The Constitution Center continued, “The Sons of Liberty were formed in early 1765 in Boston and New York as concerns grew among colonists about more taxes and more control by the British government. On March 22, 1765, British Parliament finally passed the Stamp Act or Duties in American Colonies Act. It required colonists to pay taxes on every page of printed paper they used. The tax also included fees for playing cards, dice, and newspapers.

The reaction in the colonies was immediate. The protests were based on the legal principle that the colonial legislatures only had the power to tax residents who had representatives in those legislatures. That summer, Massachusetts called for a meeting of all the colonies – a Stamp Act Congress – to be held in New York in October 1765. Committees of Correspondence were also formed in the colonies to coordinate protests against the Stamp Act.”

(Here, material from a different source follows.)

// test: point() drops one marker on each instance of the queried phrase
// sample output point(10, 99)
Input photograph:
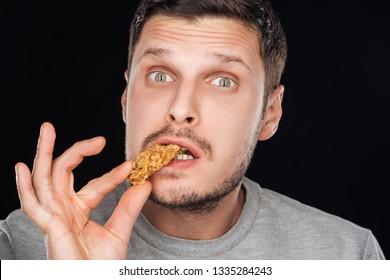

The British were caught completely off guard by the “the avalanche of protest from the colonists, who effectively nullified the Stamp Act by outright refusal to use the stamps as well as by riots, stamp burning, and intimidation of colonial stamp distributors,” notes Britannica.  

“In addition to tarring and feathering stamp agents, the Sons of Liberty sacked homes and warehouses of the wealthy, whom they presumed were favourites of the royal governors. Colonists passionately upheld their rights as Englishmen to be taxed only by their own consent through their own representative assemblies, as had been the practice for a century and a half.

 In the set of resolutions against the act that he created for the town of Braintree, Massachusetts, John Adams wrote, ‘We have called this a burdensome tax, because the duties are so numerous and so high, and the embarrassments to business in this infant, sparsely settled country so great, that it would be totally impossible for the people to subsist under it, if we had no controversy at all about the right and authority of imposing it…We further apprehend this tax to be unconstitutional. We have always understood it to be a grand and fundamental principle of the constitution that no freeman should be subject to any tax to which he has not given his own consent, in person or by proxy.’

In addition to nonimportation agreements among colonial merchants, the Stamp Act Congress was convened in New York (October 1765) by moderate representatives of nine colonies to frame resolutions of “rights and grievances” and to petition the king and Parliament for repeal of the objectionable measures. Because they were more conservative in their response to the act than colonial legislatures had been, some of the delegates to the congress refused to sign even the moderate petitions that resulted from their gathering, which was the first intercolonial congress to meet in America. In spite of the petitions’ mildness, Parliament rejected them.”

The British could only hold out for so long. Facing pressure from merchants and manufacturers who were losing money as their exports declined, Parliament eventually repealed the act in 1766 while also passing the Declaratory Act, which insisted that the British had the right to tax anywhere in the empire “in all cases whatsoever.” 

The Stamp Act helped unite the North American colonies and the snowball of revolution started rolling faster down the mountain on this day in 1765.